Cuestiones para la reflexión

l. ¿Quiénes son los que nos han inspirado en la fe?

2. ¿Cuáles son los aspectos de fe que inspiran nuestra vida diaria?

3. ¿Qué principales enseñanzas consideramos que se nos transmitieron?

4. ¿Cómo podemos reconocer que Dios está trabajando con nosotros en la transmisión de la fe a las generaciones futuras?

Día quinto: Testimoniar en el sufrimiento
“¿No tenía que sufrir el Mesías todo esto antes de ser glorificado?” (Lc 24,26)
Is 50, 5-9 Él es mi ayuda
Sal 124 Nuestro auxilio es el nombre del Señor
Rm 8, 35-39 El amor que Dios nos tiene en Cristo Jesús
Lc 24, 25-27 Les explicó cada uno de los pasajes que se referían a él mismo

Comentario

Durante los últimos años, dos acontecimientos ocurridos en Escocia han hecho que este pequeño país se haya convertido repentinamente en el centro de la atención de los medios de comunicación del mundo entero. El atentado aéreo sobre Lockerbie y la masacre de los niños en la escuela de Dunblane aportaron notoriedad a una nación que se acordará siempre de estas atroces pérdidas de vidas humanas. Los dos acontecimientos causaron sufrimientos y aflicciones increíbles a un gran número de personas, y sus consecuencias se sintieron más allá de los límites físicos de estas dos localidades. Inocentes encontraron la muerte en circunstancias espantosas.
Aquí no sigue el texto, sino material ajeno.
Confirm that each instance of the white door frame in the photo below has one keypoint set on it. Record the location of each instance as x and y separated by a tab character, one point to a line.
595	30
La realidad del sufrimiento es algo de lo que habla con fuerza el profeta Isaías en el pasaje de hoy donde nos recuerda que Dios no renuncia nunca a ver la humanidad sufriente. En cambio, el salmo declara la necesaria confianza que guarda el creyente hacia su Salvador.
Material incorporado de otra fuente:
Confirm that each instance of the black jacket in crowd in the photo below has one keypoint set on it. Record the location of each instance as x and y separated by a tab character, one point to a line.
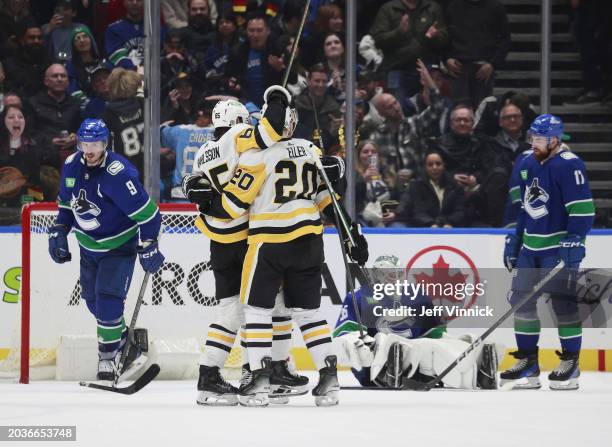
420	207
49	117
478	31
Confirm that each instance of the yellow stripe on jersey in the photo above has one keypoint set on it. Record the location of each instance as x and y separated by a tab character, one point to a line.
242	189
248	269
224	238
224	338
309	335
283	216
260	137
285	237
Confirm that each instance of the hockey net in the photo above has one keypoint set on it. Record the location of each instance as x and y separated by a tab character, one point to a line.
176	309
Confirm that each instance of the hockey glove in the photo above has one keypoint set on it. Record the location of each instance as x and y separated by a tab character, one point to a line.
150	257
58	243
358	252
276	94
511	251
197	189
571	250
359	351
334	167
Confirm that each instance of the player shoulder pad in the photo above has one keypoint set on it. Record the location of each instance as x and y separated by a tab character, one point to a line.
115	167
566	155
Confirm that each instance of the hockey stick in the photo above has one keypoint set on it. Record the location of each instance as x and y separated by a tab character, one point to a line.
295	44
412	384
339	217
150	373
146	378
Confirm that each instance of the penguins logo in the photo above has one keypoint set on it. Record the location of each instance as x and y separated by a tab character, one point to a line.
535	200
81	207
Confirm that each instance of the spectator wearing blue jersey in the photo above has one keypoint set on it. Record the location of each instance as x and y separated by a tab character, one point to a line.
103	201
217	54
184	141
124	39
59	31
La Carta a los Romanos declara la certeza que el amor es todavía más fuerte, y que el dolor y el sufrimiento nunca prevalecerán ya que antes de ofrecer al mundo la resurrección, Cristo entró en una agonía atroz y en la oscura cavidad de la tumba para estar totalmente con nosotros hasta en nuestras peores miserias.

Tras el Señor, los cristianos en búsqueda de la plena unidad manifiestan su solidaridad hacia aquellos que se enfrentan en la existencia con situaciones trágicas de sufrimientos, confesando que el amor es más fuerte que la muerte. Y de la humillación extrema de la tumba, la resurrección llegó a ser como un nuevo sol para la humanidad; como un clamor anunciante de vida, de perdón y de inmortalidad.

Oración

Dios Padre nuestro, que ves con compasión nuestras situaciones de miseria, sufrimientos, pecado y muerte, te pedimos el perdón, la curación, la consolación y el apoyo en la prueba. Te damos gracias por los que llegan a percibir tu luz en su aflicción. Que tu Espíritu divino nos enseñe la inmensidad de tu compasión para volvernos solidarios en el dolor. Y que colmados de sus bendiciones, podamos en la unidad proclamar y compartir con el mundo la victoria de tu Hijo que vive para siempre.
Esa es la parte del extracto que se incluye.